そして、そのことで村の面々が、豊かになるティアナの実家に嫉妬することも、危惧していたのだろう。
村長を介して村に寄付を送ったのも、それが理由だ。
(ぁ――あぁっ、あぁぁぁぁ……ヒドゥンッ……)
自分のためにそこまでしてくれた彼に、自分はなにをした――。
その後悔の重みが、祝宴の席で感じたそれ以上となってのしかかり、身も心も罪悪感で擦りつぶされそうになる。
こらえきれるわけもなく、ティアナはボロボロと大粒の涙をこぼし、握りつぶした手紙で顔を覆った。

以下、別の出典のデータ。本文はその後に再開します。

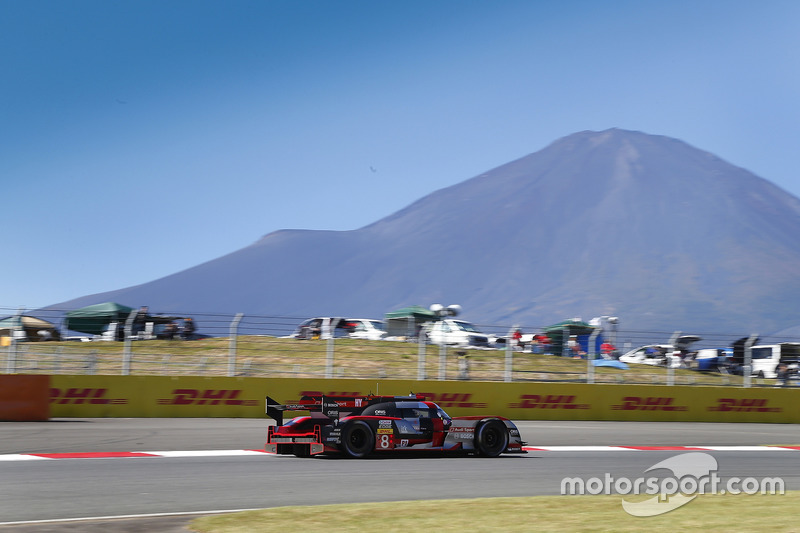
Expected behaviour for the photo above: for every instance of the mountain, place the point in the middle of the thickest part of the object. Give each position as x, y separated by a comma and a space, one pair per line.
617, 222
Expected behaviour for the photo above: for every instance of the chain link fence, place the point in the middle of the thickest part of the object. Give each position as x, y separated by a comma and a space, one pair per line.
264, 346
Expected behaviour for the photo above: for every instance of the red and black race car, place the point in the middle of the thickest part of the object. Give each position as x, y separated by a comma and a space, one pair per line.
357, 426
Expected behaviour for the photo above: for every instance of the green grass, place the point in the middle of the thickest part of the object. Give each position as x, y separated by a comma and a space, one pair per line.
276, 357
557, 514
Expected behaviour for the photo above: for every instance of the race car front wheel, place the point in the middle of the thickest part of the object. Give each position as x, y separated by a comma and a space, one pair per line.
357, 439
491, 438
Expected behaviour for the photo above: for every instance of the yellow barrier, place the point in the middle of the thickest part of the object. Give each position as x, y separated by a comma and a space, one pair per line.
167, 397
23, 398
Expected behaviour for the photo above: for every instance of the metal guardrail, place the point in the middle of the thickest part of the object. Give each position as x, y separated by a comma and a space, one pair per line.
265, 353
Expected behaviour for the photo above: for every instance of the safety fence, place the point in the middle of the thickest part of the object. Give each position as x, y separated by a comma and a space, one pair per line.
263, 346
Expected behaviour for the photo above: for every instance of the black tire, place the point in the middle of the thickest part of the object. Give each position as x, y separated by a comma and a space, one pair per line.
302, 450
358, 440
491, 438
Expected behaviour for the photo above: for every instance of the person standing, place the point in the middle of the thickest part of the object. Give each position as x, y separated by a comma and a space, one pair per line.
189, 327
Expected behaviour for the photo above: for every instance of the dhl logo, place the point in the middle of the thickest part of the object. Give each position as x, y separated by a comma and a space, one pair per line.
456, 399
547, 401
319, 393
744, 405
648, 403
77, 396
206, 397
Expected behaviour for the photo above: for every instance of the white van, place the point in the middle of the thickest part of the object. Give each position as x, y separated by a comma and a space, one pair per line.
457, 332
767, 357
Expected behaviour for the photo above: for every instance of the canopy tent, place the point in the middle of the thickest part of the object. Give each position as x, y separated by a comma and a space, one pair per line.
94, 319
406, 322
24, 327
569, 328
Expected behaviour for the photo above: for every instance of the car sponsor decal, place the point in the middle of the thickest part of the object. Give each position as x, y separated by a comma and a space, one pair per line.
547, 401
744, 405
384, 442
83, 396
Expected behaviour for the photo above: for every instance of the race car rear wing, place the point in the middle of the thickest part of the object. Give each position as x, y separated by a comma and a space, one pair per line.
327, 408
331, 407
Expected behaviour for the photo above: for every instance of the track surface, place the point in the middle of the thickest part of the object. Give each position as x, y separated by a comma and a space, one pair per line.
77, 488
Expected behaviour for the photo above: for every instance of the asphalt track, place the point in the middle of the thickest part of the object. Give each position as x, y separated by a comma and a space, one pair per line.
204, 482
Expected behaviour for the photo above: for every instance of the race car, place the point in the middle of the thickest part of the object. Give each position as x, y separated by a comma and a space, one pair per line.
357, 426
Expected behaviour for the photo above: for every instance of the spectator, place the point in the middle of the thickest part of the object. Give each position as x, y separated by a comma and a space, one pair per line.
607, 350
189, 327
170, 330
139, 320
517, 339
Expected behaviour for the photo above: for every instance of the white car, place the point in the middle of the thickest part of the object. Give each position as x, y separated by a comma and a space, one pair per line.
337, 327
660, 354
365, 328
652, 354
456, 332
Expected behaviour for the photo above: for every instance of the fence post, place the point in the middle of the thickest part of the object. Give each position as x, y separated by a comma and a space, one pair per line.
592, 355
668, 358
747, 369
421, 374
234, 329
126, 349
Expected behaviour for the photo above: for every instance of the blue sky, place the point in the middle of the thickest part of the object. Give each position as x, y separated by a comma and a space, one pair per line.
142, 138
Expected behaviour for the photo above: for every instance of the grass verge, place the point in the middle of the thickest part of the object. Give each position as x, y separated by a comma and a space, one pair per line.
556, 514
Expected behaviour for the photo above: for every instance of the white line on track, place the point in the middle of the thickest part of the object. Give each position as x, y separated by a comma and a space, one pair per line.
232, 453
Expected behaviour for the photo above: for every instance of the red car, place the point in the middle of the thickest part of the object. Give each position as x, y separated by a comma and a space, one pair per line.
358, 426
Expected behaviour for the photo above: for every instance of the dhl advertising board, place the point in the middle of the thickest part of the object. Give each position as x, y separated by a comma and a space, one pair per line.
164, 396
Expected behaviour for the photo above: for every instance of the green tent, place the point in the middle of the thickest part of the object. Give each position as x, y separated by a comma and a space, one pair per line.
406, 321
95, 319
570, 327
30, 328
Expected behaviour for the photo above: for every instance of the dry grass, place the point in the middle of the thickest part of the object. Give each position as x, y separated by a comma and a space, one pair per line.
556, 514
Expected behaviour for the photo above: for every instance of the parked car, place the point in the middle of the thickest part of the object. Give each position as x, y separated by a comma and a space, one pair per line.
661, 354
337, 327
767, 357
455, 332
651, 354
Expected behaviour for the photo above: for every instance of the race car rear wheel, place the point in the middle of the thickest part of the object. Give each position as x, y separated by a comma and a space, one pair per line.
491, 438
357, 439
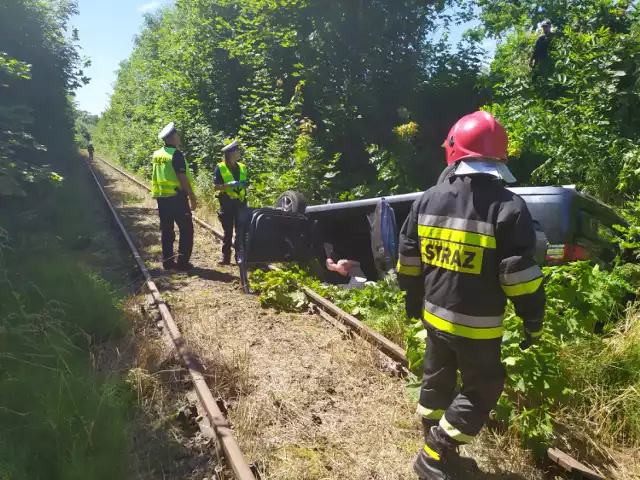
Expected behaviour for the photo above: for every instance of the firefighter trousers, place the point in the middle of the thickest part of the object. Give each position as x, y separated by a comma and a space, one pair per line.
460, 413
229, 215
175, 210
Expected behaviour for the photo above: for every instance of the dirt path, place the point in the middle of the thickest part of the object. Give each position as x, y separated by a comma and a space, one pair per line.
305, 402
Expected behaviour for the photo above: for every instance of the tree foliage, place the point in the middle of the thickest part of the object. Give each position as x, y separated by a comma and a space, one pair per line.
574, 121
39, 67
314, 83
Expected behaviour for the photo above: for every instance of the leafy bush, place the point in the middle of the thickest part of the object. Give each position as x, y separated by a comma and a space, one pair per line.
585, 305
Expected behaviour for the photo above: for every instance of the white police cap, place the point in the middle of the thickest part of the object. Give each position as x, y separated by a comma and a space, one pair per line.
166, 131
231, 147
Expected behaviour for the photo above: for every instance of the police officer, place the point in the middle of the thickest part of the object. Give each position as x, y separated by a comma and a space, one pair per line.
172, 187
467, 245
540, 54
230, 179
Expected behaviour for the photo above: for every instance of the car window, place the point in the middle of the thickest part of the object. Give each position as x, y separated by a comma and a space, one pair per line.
591, 228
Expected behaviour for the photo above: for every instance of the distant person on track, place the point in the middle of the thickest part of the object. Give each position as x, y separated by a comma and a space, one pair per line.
539, 60
230, 179
467, 245
172, 187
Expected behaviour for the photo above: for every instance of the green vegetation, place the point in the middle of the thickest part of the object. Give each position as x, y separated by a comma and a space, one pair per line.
57, 406
342, 100
62, 414
587, 363
334, 99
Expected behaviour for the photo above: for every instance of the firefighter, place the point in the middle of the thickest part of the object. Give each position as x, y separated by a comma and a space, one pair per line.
172, 187
230, 179
467, 245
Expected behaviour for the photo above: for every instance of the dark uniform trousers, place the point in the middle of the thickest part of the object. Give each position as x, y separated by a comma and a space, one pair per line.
230, 209
483, 376
175, 210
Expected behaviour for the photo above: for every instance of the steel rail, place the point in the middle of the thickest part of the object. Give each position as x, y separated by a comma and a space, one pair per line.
386, 346
221, 426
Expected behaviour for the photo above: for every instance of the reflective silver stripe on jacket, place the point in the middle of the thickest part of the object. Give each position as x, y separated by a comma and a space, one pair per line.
410, 261
522, 276
461, 319
474, 226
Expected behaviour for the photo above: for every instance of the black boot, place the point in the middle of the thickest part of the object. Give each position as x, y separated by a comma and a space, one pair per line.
427, 424
440, 460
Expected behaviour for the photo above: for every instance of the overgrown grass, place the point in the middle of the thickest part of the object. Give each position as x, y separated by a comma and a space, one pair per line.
581, 383
60, 417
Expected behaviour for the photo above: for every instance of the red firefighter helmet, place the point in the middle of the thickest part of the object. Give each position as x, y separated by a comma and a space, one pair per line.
479, 135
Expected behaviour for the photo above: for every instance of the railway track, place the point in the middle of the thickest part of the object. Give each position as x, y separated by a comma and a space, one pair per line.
220, 425
327, 310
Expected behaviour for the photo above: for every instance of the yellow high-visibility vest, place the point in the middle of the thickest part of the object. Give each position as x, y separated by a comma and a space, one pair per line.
240, 192
164, 181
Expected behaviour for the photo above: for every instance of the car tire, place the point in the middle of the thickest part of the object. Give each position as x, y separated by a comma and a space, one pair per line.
292, 201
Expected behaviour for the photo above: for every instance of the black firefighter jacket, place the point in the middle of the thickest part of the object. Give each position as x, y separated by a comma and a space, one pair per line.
468, 245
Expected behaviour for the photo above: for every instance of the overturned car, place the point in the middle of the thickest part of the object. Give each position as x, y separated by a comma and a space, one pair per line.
570, 225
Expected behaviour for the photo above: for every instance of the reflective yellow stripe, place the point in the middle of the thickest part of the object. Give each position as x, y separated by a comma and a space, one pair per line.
433, 454
453, 432
464, 224
462, 330
526, 275
429, 413
522, 288
163, 190
473, 321
410, 261
167, 182
457, 236
411, 271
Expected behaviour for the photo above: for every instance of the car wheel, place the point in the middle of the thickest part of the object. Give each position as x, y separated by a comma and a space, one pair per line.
292, 201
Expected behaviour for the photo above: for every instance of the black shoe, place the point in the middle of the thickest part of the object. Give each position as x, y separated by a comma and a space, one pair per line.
183, 267
440, 460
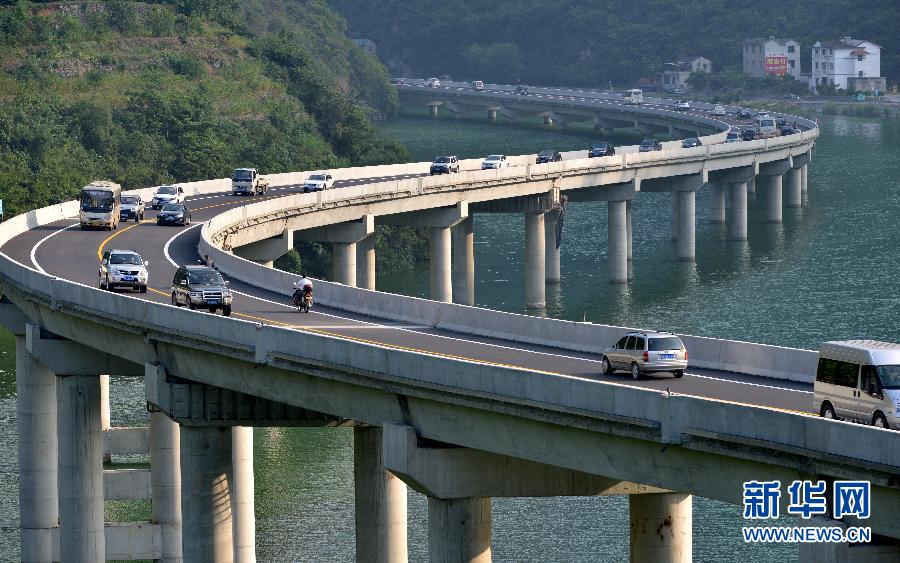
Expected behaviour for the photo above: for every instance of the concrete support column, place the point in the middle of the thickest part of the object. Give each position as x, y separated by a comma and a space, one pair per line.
687, 228
366, 255
165, 484
105, 423
380, 501
344, 263
804, 181
716, 203
459, 530
36, 427
464, 262
661, 528
206, 475
81, 530
551, 251
617, 241
738, 229
441, 274
628, 227
674, 232
535, 262
773, 200
242, 495
794, 189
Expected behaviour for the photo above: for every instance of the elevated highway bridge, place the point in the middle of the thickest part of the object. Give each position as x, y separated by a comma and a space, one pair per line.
461, 403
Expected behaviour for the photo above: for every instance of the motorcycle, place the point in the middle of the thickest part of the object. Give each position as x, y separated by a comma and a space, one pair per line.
302, 298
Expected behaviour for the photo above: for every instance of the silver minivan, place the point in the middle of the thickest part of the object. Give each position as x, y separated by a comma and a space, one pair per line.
859, 380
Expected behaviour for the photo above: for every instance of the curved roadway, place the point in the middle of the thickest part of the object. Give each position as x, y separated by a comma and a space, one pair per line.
63, 250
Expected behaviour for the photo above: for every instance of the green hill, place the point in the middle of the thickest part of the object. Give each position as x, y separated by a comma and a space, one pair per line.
150, 92
573, 42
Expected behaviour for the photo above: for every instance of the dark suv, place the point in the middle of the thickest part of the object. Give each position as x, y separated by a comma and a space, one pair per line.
601, 149
201, 287
648, 145
548, 156
444, 165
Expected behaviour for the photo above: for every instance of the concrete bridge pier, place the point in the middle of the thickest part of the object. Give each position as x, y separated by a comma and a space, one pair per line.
794, 188
380, 501
365, 260
440, 221
463, 263
774, 200
716, 203
661, 528
551, 245
36, 425
459, 530
206, 479
82, 536
617, 231
535, 261
165, 484
738, 230
242, 495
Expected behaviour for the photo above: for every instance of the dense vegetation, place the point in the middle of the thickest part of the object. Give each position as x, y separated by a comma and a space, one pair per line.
592, 43
145, 93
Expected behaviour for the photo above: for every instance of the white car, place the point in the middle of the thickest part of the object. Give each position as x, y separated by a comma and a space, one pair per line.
318, 181
123, 268
167, 194
494, 161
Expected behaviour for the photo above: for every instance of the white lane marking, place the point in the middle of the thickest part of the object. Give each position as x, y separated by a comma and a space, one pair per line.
40, 242
169, 243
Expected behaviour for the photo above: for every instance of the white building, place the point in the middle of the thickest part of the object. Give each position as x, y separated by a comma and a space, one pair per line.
771, 57
843, 62
675, 78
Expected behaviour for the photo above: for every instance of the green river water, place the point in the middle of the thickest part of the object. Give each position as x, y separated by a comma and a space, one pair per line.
829, 271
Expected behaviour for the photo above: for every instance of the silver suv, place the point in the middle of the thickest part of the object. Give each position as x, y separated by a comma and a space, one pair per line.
646, 352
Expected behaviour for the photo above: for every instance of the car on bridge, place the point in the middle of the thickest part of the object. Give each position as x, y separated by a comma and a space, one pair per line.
317, 182
167, 194
650, 144
601, 148
123, 268
548, 156
174, 214
643, 352
494, 161
132, 208
201, 287
444, 165
859, 381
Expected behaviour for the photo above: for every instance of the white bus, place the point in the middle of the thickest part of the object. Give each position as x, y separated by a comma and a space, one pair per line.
634, 96
101, 204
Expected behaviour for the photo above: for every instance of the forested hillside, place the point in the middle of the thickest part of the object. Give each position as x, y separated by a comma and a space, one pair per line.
574, 42
150, 92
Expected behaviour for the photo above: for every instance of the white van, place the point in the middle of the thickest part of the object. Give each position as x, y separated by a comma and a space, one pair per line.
766, 126
634, 96
859, 380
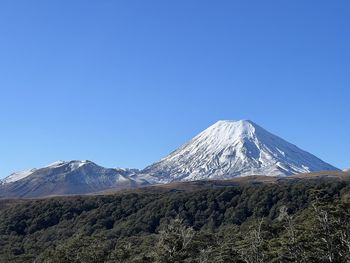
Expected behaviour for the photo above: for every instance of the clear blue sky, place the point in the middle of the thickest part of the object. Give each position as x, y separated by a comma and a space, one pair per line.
123, 83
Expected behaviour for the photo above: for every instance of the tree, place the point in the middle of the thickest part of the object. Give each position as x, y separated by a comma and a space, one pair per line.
252, 250
174, 243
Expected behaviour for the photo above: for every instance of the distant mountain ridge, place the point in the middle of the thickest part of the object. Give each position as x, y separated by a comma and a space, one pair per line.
68, 178
225, 150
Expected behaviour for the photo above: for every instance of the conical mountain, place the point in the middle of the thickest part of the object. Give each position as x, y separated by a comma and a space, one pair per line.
234, 148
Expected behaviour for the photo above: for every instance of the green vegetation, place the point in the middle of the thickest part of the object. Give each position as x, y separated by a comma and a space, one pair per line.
297, 221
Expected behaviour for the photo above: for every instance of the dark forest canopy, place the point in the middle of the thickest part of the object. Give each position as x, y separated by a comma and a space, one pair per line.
287, 221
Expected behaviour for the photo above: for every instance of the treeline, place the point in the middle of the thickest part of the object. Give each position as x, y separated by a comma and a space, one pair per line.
297, 221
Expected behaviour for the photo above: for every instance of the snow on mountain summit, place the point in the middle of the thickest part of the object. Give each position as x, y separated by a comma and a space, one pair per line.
234, 148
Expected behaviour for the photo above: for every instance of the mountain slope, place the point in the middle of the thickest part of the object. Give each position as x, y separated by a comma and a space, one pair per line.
66, 178
233, 148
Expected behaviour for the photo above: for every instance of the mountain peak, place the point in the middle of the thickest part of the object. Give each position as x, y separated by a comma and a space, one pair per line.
234, 148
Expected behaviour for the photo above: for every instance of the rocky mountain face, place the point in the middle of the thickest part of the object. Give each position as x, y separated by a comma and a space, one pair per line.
233, 148
67, 178
225, 150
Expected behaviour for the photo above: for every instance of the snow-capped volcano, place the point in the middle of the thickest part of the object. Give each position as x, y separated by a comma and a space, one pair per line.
233, 148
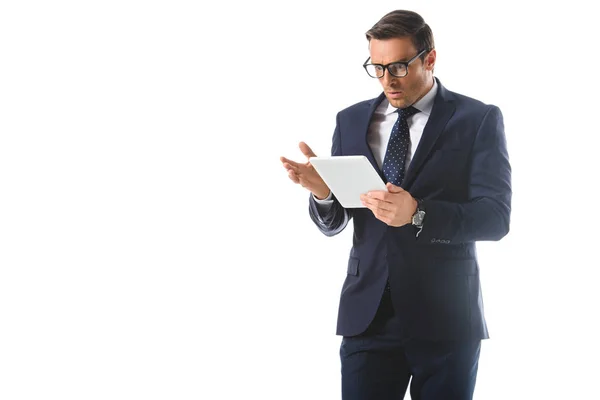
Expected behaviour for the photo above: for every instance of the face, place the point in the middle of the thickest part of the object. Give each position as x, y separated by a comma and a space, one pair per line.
405, 91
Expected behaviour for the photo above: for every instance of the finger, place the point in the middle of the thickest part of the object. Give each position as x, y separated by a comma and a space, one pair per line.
383, 216
287, 160
377, 205
290, 167
292, 175
380, 195
307, 151
393, 188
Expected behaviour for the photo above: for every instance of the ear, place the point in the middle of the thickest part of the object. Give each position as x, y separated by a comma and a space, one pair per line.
430, 60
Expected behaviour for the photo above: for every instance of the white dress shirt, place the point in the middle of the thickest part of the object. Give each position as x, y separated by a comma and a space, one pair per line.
382, 122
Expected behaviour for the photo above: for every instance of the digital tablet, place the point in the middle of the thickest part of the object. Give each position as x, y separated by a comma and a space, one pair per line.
348, 177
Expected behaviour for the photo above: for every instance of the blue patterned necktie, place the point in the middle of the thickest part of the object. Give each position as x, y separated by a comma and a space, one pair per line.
397, 150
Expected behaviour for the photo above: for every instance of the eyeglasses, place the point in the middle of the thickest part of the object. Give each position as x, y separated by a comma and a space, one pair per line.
398, 69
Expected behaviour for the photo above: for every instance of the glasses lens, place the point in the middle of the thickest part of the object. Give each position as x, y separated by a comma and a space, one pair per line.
374, 70
397, 69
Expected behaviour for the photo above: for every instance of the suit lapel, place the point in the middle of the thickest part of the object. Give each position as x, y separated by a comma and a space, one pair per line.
442, 111
364, 132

(ご、め……ごめん、なさいっ……ごめんなさいっ、ヒドゥンッ……)
「ど、どうしたんだ、ティアナッ!」
「なにが――まさか、ヒドゥンになにかあったのっ!?」
一緒に帰ってこなかったこともあってか、両親が血相を変えて問い詰めるが、ティアナは否定するように首を振る。
「ち――違う、のっ……彼はっ……彼はっ、元気にっ……元気に、して……るっ……ぅっ……あぁっ、あぁぁぁっっ――」
号泣するティアナの言葉を、両親は信じてよいものかもわからず、ただ懸命に彼女をなだめ、励ますことしかできない。
その慰めも耳に届かず、ティアナは深い後悔に苛まれ、ひたすら悲嘆に暮れるほかなかった――。